This week at the state legislature, a new bill overhauling the public pension system was finally filed and it’s a lot different from the proposal made by Gov. Matt Bevin last fall. But, it still reduces benefits to many current and most future state employees while promising massive infusions of cash into the pension systems.
Bevin’s plan to overhaul the pension system would have moved most future and some current state employees onto 401k-style retirement plans.
That meant the state would’ve still made contributions to employees’ retirement accounts that would grow with the stock market, but it wouldn’t be on the hook for paying out monthly payments from when workers retire until they die.
But Republican leaders of the legislature said Bevin’s 401k plan would have been too costly, especially when the state’s already considering big budget cuts.
House Speaker Pro Tem David Osborne said “it was just more costly. There were some people who felt very strongly from an ideological standpoint that we needed to transition to a defined contribution plan. But when the data came back, it just didn’t support financially our ability to do that. “
By moving almost all future workers into 401ks, there would be no new employees to make their own payments into the state retirement system—a very important source of funds for the pensions of people who are already retired or in the system.
So instead lawmakers have proposed moving most future workers into what’s called “hybrid cash-balance” retirement plans.
These are like 401ks, in that the state and employees contribute a little bit every month towards retirement. The state would manage a retirement fund that’s invested in stocks and bonds. And when an employee retires, they’d have a lump sum of money that could be divided into monthly payments.
“It does offer that stability. It offers guarantees, " said Osborne, "it offers the ability for upside in good markets, protects it during down-markets.”
The thing is, the state already offers a cash-balance plan. Most state employees hired since 2014 have been put into it. And this new version is less generous than that.
Under the current system, the state guarantees that employees will get a 4 percent return on their retirement investments. Under the proposed one, the state will only guarantee that employees won’t lose money.
And this new plan is way less generous for future teachers, who would no longer receive a defined benefit pension plan that guarantees payments until death.
Jason Bailey from the Kentucky Center for Economic Policy said it is a lesser benefit "for sure",
“It’s a lesser benefit for sure. One of the big issues is just the predictability and security of knowing what you’re going to get at the end of the day, which is what they have now. This is more dependent on the markets.”
Cost of living adjustments for teachers who have already retired would be cut in half for the next 12 years. For future retirees, the cost of living adjustments would be cut in half for the first 12 years of their retirements.

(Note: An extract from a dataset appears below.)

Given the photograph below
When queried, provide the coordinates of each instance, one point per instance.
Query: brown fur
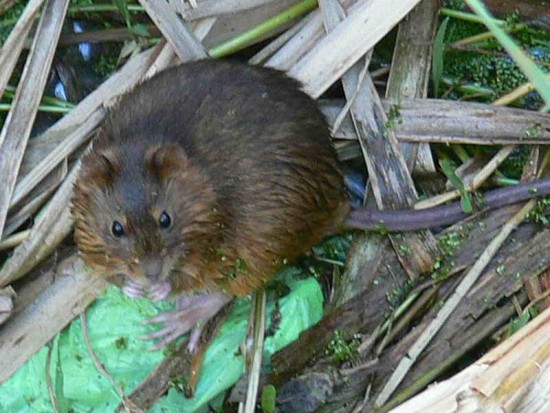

Employees would no longer be able to accumulate sick days to help them retire early.
And future teachers’ pensions would no longer be subject to the so-called “inviolable contract,” meaning lawmakers could vote to reduce benefits at any time.
Sen. Joe Bowen, a Republican from Owensboro, said he thought state workers would support the new bill.
“I can’t imagine there being a lot of pushback on this. We made, I don’t want to call them concessions, because they’re sound decisions we made. They’re fiscally responsible decisions. They’re not concessions, they’re the right decisions.”
Lawmakers estimate the proposal would save the state $4.8 billion and pay off the state’s pension debt in 30 years.
It would require the state to set aside massive contributions to the system and lawmakers are still non-committal about reforming the tax code so the state can bring in more money.